João não é o Messias, o Cristo, o Ungido. Seu batismo era somente com água, sinal de purificação e de conversão para acolher
Jesus de Nazaré, mais forte do que João. Sua atitude é de estar a serviço,
menor ainda que os servos, de quem também era tarefa desatar as sandálias
de seus senhores.
As sandálias
também lembram a lei do levirato (Deuteronômio 25,5-10). Segundo esta lei,
quando um marido morria sem deixar filhos, um parente próximo devia assumir a
viúva para gerar um herdeiro para o falecido. Assim, além de dar continuidade à
vida do falecido, resgatava sua terra, de modo que ela permanecesse no clã.
Quando o parente mais próximo se negava a assumir a tarefa do resgate para seu
irmão falecido, outro parente devia cumprir a lei. Era então que o parente mais
próximo dava uma de suas sandálias ao novo resgatador, o novo
"noivo". Era o sinal que este passava a ter o direito de resgate, de
gerar descendência para o falecido. Ao não desatar a correia das sandálias de
Jesus, João reconhece nele o resgatador, o messias libertador de todas as
formas de opressão. João é o último representante da Antiga Aliança. Jesus,
porém, é o noivo da Nova Aliança.
O
Messias assume a sua missão
Jesus é
batizado com água junto ao povo, em meio ao povo. Em seu batismo, Jesus é
investido para a sua missão, guiado pelo Espírito de Deus. É somente Lucas quem
faz referência à atitude orante de Jesus no seu batismo. E é esta atitude de
intimidade de Jesus com o Pai que faz com que o Espírito o transforme e o envie
para evangelizar os pobres (Lucas 4,18-19). Também para nós Jesus pediu que
tivéssemos essa atitude orante durante a vida toda, abrindo-nos ao Espírito de
Deus. Ele é fruto da oração, da acolhida, é dom (Lucas 11,13).
João batiza
Jesus com água. No entanto, Jesus batiza com o Espírito e
com o fogo. Por isso, o seu batismo é superior ao de João. É
no Espírito Santo, representado pelo fogo de
Pentecostes (Lucas 3,15-16; Atos 2,1-13). Neste Evangelho, ainda antes do
batismo de Jesus, há uma ênfase muito grande na apresentação de pessoas abertas
à ação do Espírito Santo. Lembramos João Batista, Maria, Zacarias e Simeão
(Lucas 1,15.41.67; 2,26-27). E o fogo recorda a presença de Deus no êxodo, na
libertação do povo oprimido pelo sistema faraônico (Êxodo 3,2-3; 13,21; 19,18).
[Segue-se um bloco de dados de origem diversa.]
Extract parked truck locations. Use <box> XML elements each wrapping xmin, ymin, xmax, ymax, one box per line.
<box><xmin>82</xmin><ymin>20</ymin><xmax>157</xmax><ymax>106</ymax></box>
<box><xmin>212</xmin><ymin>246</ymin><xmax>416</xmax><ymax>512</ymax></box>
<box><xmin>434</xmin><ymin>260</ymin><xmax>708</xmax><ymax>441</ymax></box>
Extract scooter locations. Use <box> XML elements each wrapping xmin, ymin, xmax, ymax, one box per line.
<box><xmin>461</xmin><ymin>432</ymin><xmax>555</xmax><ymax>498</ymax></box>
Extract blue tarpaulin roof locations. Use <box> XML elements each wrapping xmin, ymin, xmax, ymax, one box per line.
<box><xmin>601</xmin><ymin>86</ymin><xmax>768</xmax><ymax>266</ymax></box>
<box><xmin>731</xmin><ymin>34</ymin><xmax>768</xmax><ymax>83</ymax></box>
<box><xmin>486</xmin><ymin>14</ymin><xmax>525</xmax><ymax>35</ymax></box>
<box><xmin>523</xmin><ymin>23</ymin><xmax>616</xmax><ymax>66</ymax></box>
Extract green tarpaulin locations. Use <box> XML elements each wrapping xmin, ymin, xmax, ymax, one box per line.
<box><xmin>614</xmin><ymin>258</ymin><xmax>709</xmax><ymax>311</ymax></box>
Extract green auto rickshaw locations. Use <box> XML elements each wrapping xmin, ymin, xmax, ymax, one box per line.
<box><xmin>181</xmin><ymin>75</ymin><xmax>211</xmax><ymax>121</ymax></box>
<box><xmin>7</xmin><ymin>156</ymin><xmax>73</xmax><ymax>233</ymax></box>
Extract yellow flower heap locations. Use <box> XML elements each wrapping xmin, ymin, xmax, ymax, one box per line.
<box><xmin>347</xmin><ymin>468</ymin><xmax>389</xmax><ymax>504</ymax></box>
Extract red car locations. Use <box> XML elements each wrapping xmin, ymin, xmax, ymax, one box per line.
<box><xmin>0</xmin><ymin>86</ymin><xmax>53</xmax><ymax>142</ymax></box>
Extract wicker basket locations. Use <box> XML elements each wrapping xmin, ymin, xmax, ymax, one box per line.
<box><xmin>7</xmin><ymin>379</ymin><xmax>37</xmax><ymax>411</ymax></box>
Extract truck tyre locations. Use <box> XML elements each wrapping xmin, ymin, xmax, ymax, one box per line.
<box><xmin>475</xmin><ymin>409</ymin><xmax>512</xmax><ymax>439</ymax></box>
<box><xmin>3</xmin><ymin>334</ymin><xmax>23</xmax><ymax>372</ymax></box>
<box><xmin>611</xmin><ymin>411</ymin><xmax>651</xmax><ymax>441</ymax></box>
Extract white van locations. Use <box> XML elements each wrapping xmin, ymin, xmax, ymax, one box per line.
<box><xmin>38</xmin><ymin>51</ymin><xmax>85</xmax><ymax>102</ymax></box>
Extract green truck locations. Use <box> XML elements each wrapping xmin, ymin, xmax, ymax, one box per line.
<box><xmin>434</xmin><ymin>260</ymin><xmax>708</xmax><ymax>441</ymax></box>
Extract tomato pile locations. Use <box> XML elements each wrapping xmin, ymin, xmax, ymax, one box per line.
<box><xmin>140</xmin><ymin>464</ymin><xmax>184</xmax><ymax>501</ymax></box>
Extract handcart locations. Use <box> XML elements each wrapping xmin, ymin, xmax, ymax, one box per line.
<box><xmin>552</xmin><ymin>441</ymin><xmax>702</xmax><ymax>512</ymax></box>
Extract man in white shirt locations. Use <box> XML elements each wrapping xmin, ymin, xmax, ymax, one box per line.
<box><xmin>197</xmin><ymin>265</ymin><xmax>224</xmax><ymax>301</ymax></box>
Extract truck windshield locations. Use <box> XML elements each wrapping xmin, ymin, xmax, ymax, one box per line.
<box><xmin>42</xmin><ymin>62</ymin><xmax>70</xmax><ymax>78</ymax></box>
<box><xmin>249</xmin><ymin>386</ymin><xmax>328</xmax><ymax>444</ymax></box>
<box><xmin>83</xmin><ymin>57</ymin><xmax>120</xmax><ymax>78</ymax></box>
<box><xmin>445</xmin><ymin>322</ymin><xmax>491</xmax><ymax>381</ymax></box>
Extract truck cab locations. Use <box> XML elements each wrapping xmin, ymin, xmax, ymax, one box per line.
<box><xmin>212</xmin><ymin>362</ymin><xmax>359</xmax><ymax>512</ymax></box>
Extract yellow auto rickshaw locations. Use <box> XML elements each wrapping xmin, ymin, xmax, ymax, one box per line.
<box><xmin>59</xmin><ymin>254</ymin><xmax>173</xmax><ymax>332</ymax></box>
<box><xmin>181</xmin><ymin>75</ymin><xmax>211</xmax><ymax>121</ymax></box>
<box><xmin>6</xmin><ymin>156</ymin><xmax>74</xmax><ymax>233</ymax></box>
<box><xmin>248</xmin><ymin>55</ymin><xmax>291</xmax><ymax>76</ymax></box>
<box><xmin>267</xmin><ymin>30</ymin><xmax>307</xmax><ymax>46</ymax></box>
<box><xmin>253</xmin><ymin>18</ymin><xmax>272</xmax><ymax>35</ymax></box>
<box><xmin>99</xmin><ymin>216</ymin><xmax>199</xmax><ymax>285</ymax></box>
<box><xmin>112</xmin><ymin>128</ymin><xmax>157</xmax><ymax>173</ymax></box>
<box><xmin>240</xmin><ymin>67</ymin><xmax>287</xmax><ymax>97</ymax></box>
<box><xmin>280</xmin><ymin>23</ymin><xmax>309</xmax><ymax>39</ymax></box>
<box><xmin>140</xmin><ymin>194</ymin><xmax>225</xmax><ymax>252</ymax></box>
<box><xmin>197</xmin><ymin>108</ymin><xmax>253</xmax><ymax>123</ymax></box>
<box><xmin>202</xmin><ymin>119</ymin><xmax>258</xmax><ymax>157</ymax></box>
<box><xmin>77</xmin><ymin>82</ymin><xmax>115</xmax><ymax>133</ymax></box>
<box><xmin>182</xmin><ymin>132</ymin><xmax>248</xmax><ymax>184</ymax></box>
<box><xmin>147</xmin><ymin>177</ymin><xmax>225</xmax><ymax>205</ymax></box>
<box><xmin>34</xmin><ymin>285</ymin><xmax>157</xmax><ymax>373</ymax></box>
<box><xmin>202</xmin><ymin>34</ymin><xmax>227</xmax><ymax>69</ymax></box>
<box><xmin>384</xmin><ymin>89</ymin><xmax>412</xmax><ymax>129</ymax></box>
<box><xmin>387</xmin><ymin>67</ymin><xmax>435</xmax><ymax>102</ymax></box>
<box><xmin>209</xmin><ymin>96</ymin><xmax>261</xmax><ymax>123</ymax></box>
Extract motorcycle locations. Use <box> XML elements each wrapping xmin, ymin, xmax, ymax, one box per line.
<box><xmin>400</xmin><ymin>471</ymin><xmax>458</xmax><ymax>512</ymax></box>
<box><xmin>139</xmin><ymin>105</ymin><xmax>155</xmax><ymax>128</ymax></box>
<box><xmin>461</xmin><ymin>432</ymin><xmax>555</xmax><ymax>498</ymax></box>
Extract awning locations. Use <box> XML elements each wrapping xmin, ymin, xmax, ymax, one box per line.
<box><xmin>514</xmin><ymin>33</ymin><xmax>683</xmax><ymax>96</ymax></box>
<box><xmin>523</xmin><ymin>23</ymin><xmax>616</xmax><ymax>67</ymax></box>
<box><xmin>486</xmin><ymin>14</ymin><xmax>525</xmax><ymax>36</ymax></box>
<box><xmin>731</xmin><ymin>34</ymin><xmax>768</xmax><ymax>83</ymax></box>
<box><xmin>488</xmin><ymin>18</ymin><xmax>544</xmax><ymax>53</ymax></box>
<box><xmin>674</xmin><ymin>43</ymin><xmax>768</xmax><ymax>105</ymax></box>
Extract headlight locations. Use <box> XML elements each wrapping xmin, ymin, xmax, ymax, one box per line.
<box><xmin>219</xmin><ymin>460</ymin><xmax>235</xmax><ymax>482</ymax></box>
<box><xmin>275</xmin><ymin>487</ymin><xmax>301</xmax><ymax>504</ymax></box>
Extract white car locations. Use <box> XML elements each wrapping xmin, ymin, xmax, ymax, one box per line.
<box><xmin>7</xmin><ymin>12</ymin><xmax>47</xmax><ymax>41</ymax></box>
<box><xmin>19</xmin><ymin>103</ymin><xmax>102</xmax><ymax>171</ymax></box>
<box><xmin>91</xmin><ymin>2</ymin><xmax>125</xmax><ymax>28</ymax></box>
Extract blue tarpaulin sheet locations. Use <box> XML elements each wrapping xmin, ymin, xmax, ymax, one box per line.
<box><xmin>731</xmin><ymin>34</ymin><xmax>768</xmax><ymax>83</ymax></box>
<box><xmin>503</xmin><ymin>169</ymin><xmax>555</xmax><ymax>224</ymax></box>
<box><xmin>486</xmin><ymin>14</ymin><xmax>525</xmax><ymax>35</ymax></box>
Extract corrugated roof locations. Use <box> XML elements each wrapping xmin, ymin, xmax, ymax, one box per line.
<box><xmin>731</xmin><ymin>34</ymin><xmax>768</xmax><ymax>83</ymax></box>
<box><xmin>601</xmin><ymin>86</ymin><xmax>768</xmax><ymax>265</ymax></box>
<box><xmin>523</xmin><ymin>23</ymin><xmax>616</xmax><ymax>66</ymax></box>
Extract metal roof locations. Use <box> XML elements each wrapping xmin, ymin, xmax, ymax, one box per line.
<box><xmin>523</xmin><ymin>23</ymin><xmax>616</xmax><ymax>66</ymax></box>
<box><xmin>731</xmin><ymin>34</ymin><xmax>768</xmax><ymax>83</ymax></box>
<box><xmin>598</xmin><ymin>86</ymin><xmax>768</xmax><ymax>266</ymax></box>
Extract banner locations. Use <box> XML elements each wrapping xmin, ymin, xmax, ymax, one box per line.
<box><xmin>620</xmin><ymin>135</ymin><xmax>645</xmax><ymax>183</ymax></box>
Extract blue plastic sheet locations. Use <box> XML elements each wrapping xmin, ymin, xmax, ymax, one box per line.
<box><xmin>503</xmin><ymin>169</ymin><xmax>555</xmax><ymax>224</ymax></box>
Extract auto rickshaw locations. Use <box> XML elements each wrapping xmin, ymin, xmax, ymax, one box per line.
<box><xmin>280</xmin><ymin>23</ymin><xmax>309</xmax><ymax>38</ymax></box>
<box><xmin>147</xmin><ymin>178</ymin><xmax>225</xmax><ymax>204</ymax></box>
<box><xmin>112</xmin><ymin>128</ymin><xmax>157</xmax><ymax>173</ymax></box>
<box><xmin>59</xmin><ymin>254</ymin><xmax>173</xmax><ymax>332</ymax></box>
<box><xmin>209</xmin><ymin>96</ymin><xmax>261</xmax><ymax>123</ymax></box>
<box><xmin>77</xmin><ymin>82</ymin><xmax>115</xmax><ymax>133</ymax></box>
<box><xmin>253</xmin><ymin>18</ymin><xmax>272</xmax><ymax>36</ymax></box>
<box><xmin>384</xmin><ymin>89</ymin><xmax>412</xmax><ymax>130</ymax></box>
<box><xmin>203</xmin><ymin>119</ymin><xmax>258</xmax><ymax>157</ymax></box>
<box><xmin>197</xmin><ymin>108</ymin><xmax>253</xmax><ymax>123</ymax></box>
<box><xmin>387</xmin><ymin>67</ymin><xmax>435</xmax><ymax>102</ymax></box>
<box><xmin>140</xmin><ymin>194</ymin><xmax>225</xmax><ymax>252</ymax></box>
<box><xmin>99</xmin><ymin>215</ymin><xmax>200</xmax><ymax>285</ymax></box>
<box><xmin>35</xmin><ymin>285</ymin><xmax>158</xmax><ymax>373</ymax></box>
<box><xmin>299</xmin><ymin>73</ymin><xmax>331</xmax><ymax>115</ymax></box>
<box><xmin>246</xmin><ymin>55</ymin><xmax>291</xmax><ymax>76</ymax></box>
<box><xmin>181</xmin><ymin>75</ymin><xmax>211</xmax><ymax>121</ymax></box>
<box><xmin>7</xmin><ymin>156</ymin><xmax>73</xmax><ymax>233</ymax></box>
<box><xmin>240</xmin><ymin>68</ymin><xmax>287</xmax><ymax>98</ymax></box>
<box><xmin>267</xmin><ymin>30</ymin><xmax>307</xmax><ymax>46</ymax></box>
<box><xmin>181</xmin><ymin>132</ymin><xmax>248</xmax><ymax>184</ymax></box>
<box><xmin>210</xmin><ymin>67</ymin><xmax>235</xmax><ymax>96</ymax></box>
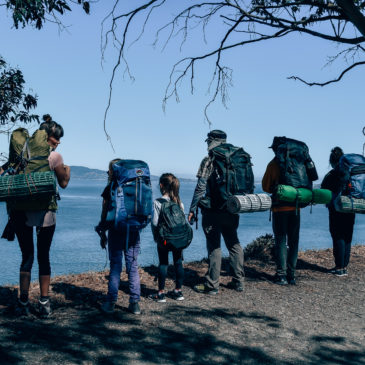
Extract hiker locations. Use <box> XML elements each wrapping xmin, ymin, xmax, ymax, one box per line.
<box><xmin>150</xmin><ymin>173</ymin><xmax>192</xmax><ymax>303</ymax></box>
<box><xmin>321</xmin><ymin>147</ymin><xmax>355</xmax><ymax>277</ymax></box>
<box><xmin>262</xmin><ymin>137</ymin><xmax>318</xmax><ymax>285</ymax></box>
<box><xmin>188</xmin><ymin>130</ymin><xmax>253</xmax><ymax>295</ymax></box>
<box><xmin>8</xmin><ymin>114</ymin><xmax>70</xmax><ymax>318</ymax></box>
<box><xmin>95</xmin><ymin>158</ymin><xmax>152</xmax><ymax>314</ymax></box>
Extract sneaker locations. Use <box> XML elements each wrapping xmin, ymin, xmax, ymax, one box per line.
<box><xmin>227</xmin><ymin>281</ymin><xmax>244</xmax><ymax>292</ymax></box>
<box><xmin>193</xmin><ymin>284</ymin><xmax>218</xmax><ymax>295</ymax></box>
<box><xmin>334</xmin><ymin>269</ymin><xmax>347</xmax><ymax>276</ymax></box>
<box><xmin>38</xmin><ymin>299</ymin><xmax>52</xmax><ymax>319</ymax></box>
<box><xmin>274</xmin><ymin>275</ymin><xmax>288</xmax><ymax>285</ymax></box>
<box><xmin>169</xmin><ymin>290</ymin><xmax>185</xmax><ymax>300</ymax></box>
<box><xmin>15</xmin><ymin>299</ymin><xmax>30</xmax><ymax>317</ymax></box>
<box><xmin>148</xmin><ymin>293</ymin><xmax>166</xmax><ymax>303</ymax></box>
<box><xmin>100</xmin><ymin>301</ymin><xmax>115</xmax><ymax>314</ymax></box>
<box><xmin>128</xmin><ymin>302</ymin><xmax>141</xmax><ymax>314</ymax></box>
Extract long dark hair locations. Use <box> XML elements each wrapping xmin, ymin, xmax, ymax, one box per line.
<box><xmin>160</xmin><ymin>173</ymin><xmax>181</xmax><ymax>206</ymax></box>
<box><xmin>330</xmin><ymin>147</ymin><xmax>343</xmax><ymax>168</ymax></box>
<box><xmin>39</xmin><ymin>114</ymin><xmax>64</xmax><ymax>141</ymax></box>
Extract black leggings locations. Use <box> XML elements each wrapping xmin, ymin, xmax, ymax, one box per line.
<box><xmin>15</xmin><ymin>213</ymin><xmax>56</xmax><ymax>275</ymax></box>
<box><xmin>329</xmin><ymin>209</ymin><xmax>355</xmax><ymax>268</ymax></box>
<box><xmin>157</xmin><ymin>245</ymin><xmax>184</xmax><ymax>290</ymax></box>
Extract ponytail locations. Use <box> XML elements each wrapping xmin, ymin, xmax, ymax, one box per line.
<box><xmin>160</xmin><ymin>173</ymin><xmax>181</xmax><ymax>206</ymax></box>
<box><xmin>330</xmin><ymin>147</ymin><xmax>343</xmax><ymax>167</ymax></box>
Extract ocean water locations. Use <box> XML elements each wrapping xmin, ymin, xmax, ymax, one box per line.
<box><xmin>0</xmin><ymin>179</ymin><xmax>365</xmax><ymax>285</ymax></box>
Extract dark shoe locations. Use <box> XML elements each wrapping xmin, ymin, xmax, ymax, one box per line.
<box><xmin>169</xmin><ymin>290</ymin><xmax>185</xmax><ymax>300</ymax></box>
<box><xmin>100</xmin><ymin>301</ymin><xmax>115</xmax><ymax>314</ymax></box>
<box><xmin>227</xmin><ymin>281</ymin><xmax>244</xmax><ymax>292</ymax></box>
<box><xmin>15</xmin><ymin>300</ymin><xmax>30</xmax><ymax>317</ymax></box>
<box><xmin>148</xmin><ymin>293</ymin><xmax>166</xmax><ymax>303</ymax></box>
<box><xmin>193</xmin><ymin>284</ymin><xmax>218</xmax><ymax>295</ymax></box>
<box><xmin>334</xmin><ymin>269</ymin><xmax>347</xmax><ymax>277</ymax></box>
<box><xmin>38</xmin><ymin>299</ymin><xmax>52</xmax><ymax>319</ymax></box>
<box><xmin>128</xmin><ymin>302</ymin><xmax>141</xmax><ymax>314</ymax></box>
<box><xmin>274</xmin><ymin>275</ymin><xmax>288</xmax><ymax>285</ymax></box>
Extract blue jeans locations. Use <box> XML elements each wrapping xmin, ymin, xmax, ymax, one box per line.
<box><xmin>107</xmin><ymin>229</ymin><xmax>141</xmax><ymax>303</ymax></box>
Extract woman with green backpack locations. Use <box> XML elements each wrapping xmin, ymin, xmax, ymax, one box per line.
<box><xmin>150</xmin><ymin>173</ymin><xmax>192</xmax><ymax>303</ymax></box>
<box><xmin>8</xmin><ymin>114</ymin><xmax>70</xmax><ymax>318</ymax></box>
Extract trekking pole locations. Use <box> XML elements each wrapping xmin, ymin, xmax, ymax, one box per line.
<box><xmin>195</xmin><ymin>207</ymin><xmax>199</xmax><ymax>230</ymax></box>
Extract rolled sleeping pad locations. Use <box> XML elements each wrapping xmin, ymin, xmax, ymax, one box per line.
<box><xmin>275</xmin><ymin>185</ymin><xmax>313</xmax><ymax>204</ymax></box>
<box><xmin>227</xmin><ymin>194</ymin><xmax>272</xmax><ymax>214</ymax></box>
<box><xmin>312</xmin><ymin>189</ymin><xmax>332</xmax><ymax>204</ymax></box>
<box><xmin>334</xmin><ymin>195</ymin><xmax>365</xmax><ymax>214</ymax></box>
É o mesmo fogo de Pentecostes, o dinamismo do Espírito, que entusiasma os
discípulos e as discípulas de Jesus para o anúncio e a vivência da boa-nova até
os confins da terra (Atos 1,8; 2,1-13).
Uma vez preso
João, Jesus dá um novo rumo à sua missão. Diferentemente do Precursor, que
anuncia a vinda do Reino de Deus para breve e como um juízo severo, Jesus vive
o Reino já presente no seu jeito de se relacionar especialmente com as pessoas
mais discriminadas, revelando a misericórdia do Pai (Lucas 7,22; 11,20;
17,20-21).
Lucas
apresenta o batismo de Jesus depois da prisão de João como o ato em que o Espírito de Deus vem confirmar o Nazareno enquanto
Messias, ungindo-o para a missão do serviço, da mesma forma como fora ungido o
servo de Deus em Isaías 42,1 e 61,1. Nesse momento, Jesus estava em oração, isto é, em íntima comunhão com a fonte da vida,
com o projeto do Reino. Tão íntima é essa comunhão que, em Jesus, Deus e a
humanidade se encontram. Esse é o significado da abertura do céu (Lucas 3,21), realizando a
esperança do povo (Isaías 63,19b). Em Jesus, céu e terra estão tão próximos que
é possível perceber a presença materializada ("em forma
corpórea") do Espírito de Deus nas atitudes de Jesus. Se em
Gênesis 8,8-11 a pomba foi a mensageira da vida
recriada depois de submersa pelas águas do dilúvio, agora a presença da pomba
anuncia que o Espírito de Deus impulsiona Jesus a realizar a nova criação,
mulheres e homens recriados a partir das águas do batismo. No batismo, morremos
com Cristo e ressuscitamos com ele para uma vida nova (Romanos 6,1-14). Viver
como pessoa renovada e ressuscitada é, portanto, missão de todos nós.
Ao lembrar a
entronização do rei que vem libertar o povo (Salmo 2,7: "Tu és o meu filho"), a comunidade de Lucas
apresenta Jesus como o verdadeiro Rei e Messias, que veio governar com justiça e no serviço ao povo. Por isso, lembra também a missão do servo em Isaías 42,1 ("em ti está o meu agrado"). No batismo de
Jesus, temos uma epifania, ou seja, uma manifestação do filho de Deus ao mundo, gerado
como o messias que vem libertar o povo.
No batismo,
Jesus assume publicamente o seu compromisso com as novas relações do Reino de
Deus já presente em seu agir. Batizar-se em seu nome, na linguagem paulina, é revestir-se de Cristo, ou seja, é agir como o próprio
Cristo agia, superando todas as formas de discriminação (Gálatas 3,27-28).